Breaking News:Live updates: US says it will strike ‘deeper’ into Iran as war spreads across region– What Just Happened

Breaking Update: Here’s a clear explanation of the latest developments related to Breaking News:Live updates: US says it will strike ‘deeper’ into Iran as war spreads across region– What Just Happened and why it matters right now.

CNN Investigates: How Iran strikes have damaged US military sites

02:12

Iranian strikes on US military bases and facilities across the Arabian Peninsula have targeted and damaged communications, radar and intelligence equipment in an apparent effort to disrupt their connectivity with the outside world, a CNN satellite image analysis of more than 60 bases has found.

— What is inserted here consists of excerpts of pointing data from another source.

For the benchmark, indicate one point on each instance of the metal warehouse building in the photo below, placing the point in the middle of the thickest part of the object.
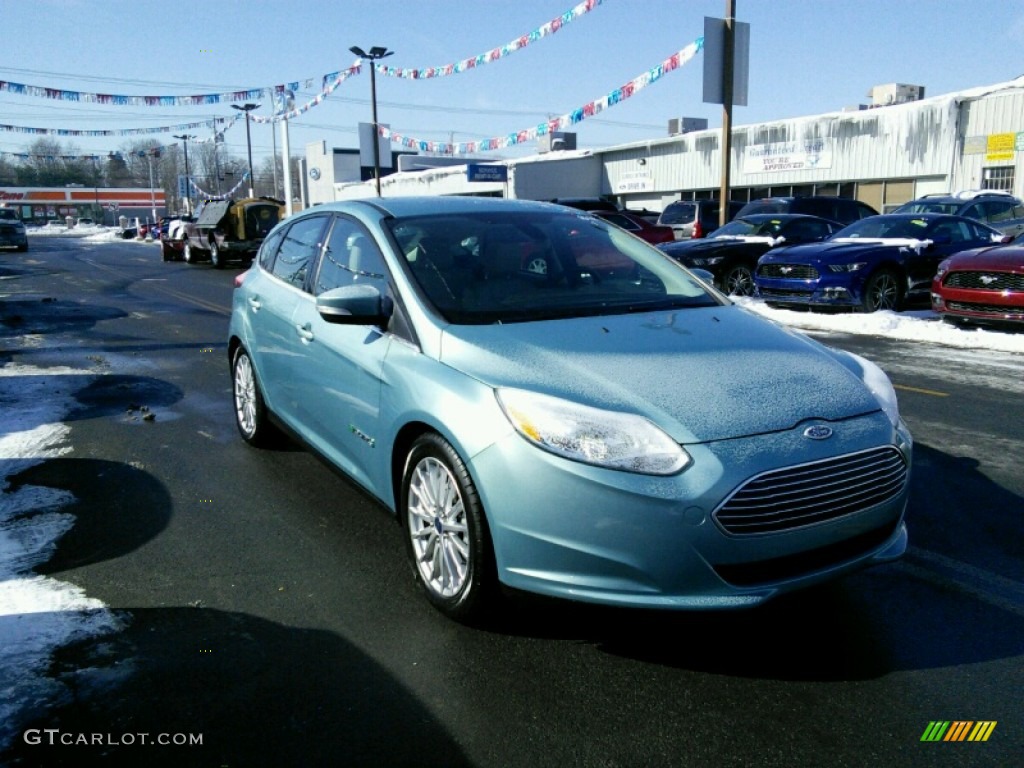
(882, 156)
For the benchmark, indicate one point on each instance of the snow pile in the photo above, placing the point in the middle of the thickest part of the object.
(919, 326)
(38, 614)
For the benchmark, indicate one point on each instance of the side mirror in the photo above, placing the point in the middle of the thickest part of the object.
(354, 305)
(704, 274)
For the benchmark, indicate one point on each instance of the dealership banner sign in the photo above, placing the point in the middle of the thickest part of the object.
(806, 155)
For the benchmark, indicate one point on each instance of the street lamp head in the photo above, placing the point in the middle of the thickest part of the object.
(377, 51)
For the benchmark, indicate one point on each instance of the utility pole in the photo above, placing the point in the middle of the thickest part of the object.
(727, 77)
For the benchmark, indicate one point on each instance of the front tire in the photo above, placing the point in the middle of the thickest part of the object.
(738, 281)
(882, 291)
(445, 530)
(250, 409)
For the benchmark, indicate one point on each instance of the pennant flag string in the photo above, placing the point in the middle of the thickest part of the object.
(495, 53)
(587, 111)
(122, 132)
(286, 95)
(329, 82)
(225, 196)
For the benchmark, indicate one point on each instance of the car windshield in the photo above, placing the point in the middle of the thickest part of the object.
(678, 214)
(885, 226)
(929, 206)
(749, 228)
(513, 267)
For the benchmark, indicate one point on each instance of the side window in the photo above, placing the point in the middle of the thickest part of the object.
(351, 256)
(974, 212)
(269, 248)
(822, 208)
(996, 212)
(298, 250)
(979, 232)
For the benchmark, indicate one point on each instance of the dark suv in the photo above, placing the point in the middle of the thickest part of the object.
(998, 209)
(843, 210)
(694, 218)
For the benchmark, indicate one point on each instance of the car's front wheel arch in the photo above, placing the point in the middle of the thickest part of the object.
(446, 532)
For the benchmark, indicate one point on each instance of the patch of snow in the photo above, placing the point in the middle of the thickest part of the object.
(38, 613)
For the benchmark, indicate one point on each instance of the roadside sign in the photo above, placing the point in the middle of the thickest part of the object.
(476, 172)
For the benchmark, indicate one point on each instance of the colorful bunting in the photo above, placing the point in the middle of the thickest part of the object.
(124, 132)
(556, 124)
(495, 53)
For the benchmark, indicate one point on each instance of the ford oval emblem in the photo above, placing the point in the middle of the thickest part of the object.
(818, 432)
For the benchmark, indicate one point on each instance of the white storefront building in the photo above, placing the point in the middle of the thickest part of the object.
(882, 156)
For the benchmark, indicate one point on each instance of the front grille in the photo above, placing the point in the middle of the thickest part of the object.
(784, 294)
(985, 281)
(788, 271)
(795, 497)
(994, 309)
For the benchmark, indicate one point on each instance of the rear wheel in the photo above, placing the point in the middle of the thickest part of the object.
(250, 410)
(445, 530)
(882, 291)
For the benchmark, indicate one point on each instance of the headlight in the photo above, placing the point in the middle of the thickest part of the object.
(605, 438)
(877, 381)
(847, 267)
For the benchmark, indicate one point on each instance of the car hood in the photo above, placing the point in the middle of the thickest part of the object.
(701, 375)
(997, 259)
(710, 246)
(840, 251)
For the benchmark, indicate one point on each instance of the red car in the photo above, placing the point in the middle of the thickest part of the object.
(638, 225)
(983, 285)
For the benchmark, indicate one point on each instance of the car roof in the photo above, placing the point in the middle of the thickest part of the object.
(417, 206)
(780, 217)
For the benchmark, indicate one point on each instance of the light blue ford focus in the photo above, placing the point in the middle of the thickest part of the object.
(548, 403)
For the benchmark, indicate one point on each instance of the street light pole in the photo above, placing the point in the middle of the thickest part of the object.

Since the US-Israeli bombing campaign started, Iran has struck American military bases and facilities in Iraq, Kuwait, Bahrain, Qatar and the United Arab Emirates.

The strikes have been concentrated on US bases and facilities closest to Iran, damaging at least nine of them, according to CNN analysis. Four of the US bases hit are in Kuwait.

Videos of the strikes suggest that Iran is primarily using relatively inexpensive one-way attack drones.

Six US service members were killed in the strikes, all at a small military facility at Kuwait’s Port of Shuaiba, CNN reported Monday.

In addition, satellite imagery shows damage to a US-made Qatari early-warning radar system at Umm Dahal, according to images analyzed by Sam Lair, a research associate at the James Martin Center for Nonproliferation Studies.

Imagery of the main building housing the AN/FPS-132 phased array radar, which detects long-range targets, showed debris had fallen from one of the radar faces and water runoff from the firefighting effort, according to Lair. The system cost the Qatari government just over $1 billion. It’s unclear how extensive the damage is.

This satellite image shows damage to a US-made Qatari early warning radar system at Umm Dahal, Qatar, on March 3, 2026.

A pair of 40-foot-wide satellite communications dishes were damaged at a Navy facility in Bahrain.

While the base has other communications links, the destruction of those primary systems would significantly narrow its communications capacity and speed, Steffan Watkins, a researcher who studies militaries, told CNN. “It would be an exaggeration to say they went from high speed to dialup, but that’s the idea,” Watkins said.